Pour l’Etat, il n’y a pas 36 moyens pour agir directement sur le pouvoir d’achat. Il faut diminuer les impôts et taxes ou augmenter les redistributions.

D’où les mesures récemment annoncées comme la défiscalisation des heures supplémentaires (pour le salarié), la suppression de la taxe d’habitation, la baisse de la CSG pour 300 000 retraités ou la diminution des cotisations salariales.

Or, il faut savoir que, contrairement à ce que tous les dépensiers de l’argent des autres prétendent, stimuler la demande ne soutient pas le taux d’emploi si sa faiblesse est due au niveau élevé du chômage structurel. Et c’est tout à fait le cas en France.

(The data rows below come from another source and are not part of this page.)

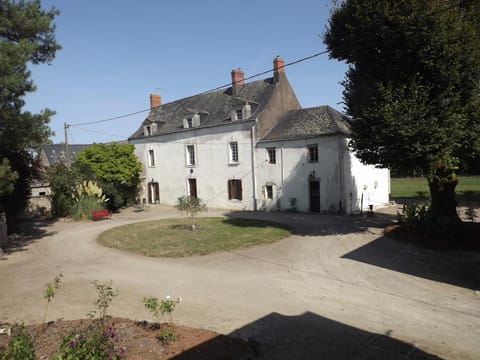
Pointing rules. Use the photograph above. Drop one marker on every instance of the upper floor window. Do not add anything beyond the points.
(272, 155)
(190, 155)
(239, 114)
(151, 158)
(234, 189)
(313, 153)
(233, 148)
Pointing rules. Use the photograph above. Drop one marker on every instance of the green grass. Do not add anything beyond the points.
(174, 237)
(408, 187)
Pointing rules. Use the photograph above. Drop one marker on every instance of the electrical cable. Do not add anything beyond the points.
(205, 92)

La France ne souffre pas d’un problème de demande mais d’offre qui limite sa production et son emploi. Tant que ces problèmes n’ont pas été corrigés, accroître le pouvoir d’achat induit mécaniquement une hausse des importations donc une dégradation de notre balance commerciale, ne résout en rien le problème du chômage structurel et provoque une hausse de l’endettement du fait des baisses d’impôts et taxes.

D’une manière générale, baisser des impôts qui n’ont pas d’effet clair sur le taux d’emploi dégrade les finances publiques sans contribuer à, ce qui devrait être notre premier objectif, la réduction du chômage structurel.

Comme le dit très bien Patrick Artus dans une récente note « on ne peut pas distribuer des revenus qui n’existent pas ». Le pouvoir d’achat n’augmentera qu’avec une augmentation des revenus.

D’autant, rajoute t’il « qu’à la différence des autres pays de l’OCDE, la France n’a connu ni déformation du partage des revenus au détriment des salariés, ni hausse des inégalités après politiques redistributives, ni hausse de la pauvreté ».

L’idée, présentée comme une évidence, que la sauvegarde sinon la hausse du pouvoir d’achat doit être considérée comme le premier devoir d'un bon dirigeant, crée une pression inutile et potentiellement dangereuse si elle vient en contradiction avec d’autres actions plus importantes.

Mais ce discours-là est difficile à faire passer auprès d’une population à qui les medias et les populistes ont toujours fait croire que la richesse d’un pays, et donc de ses habitants, ne dépendait que du bon vouloir d’un Etat nécessairement généreux avec… l’argent des autres ou pire encore avec de l’argent qu’il n’a pas.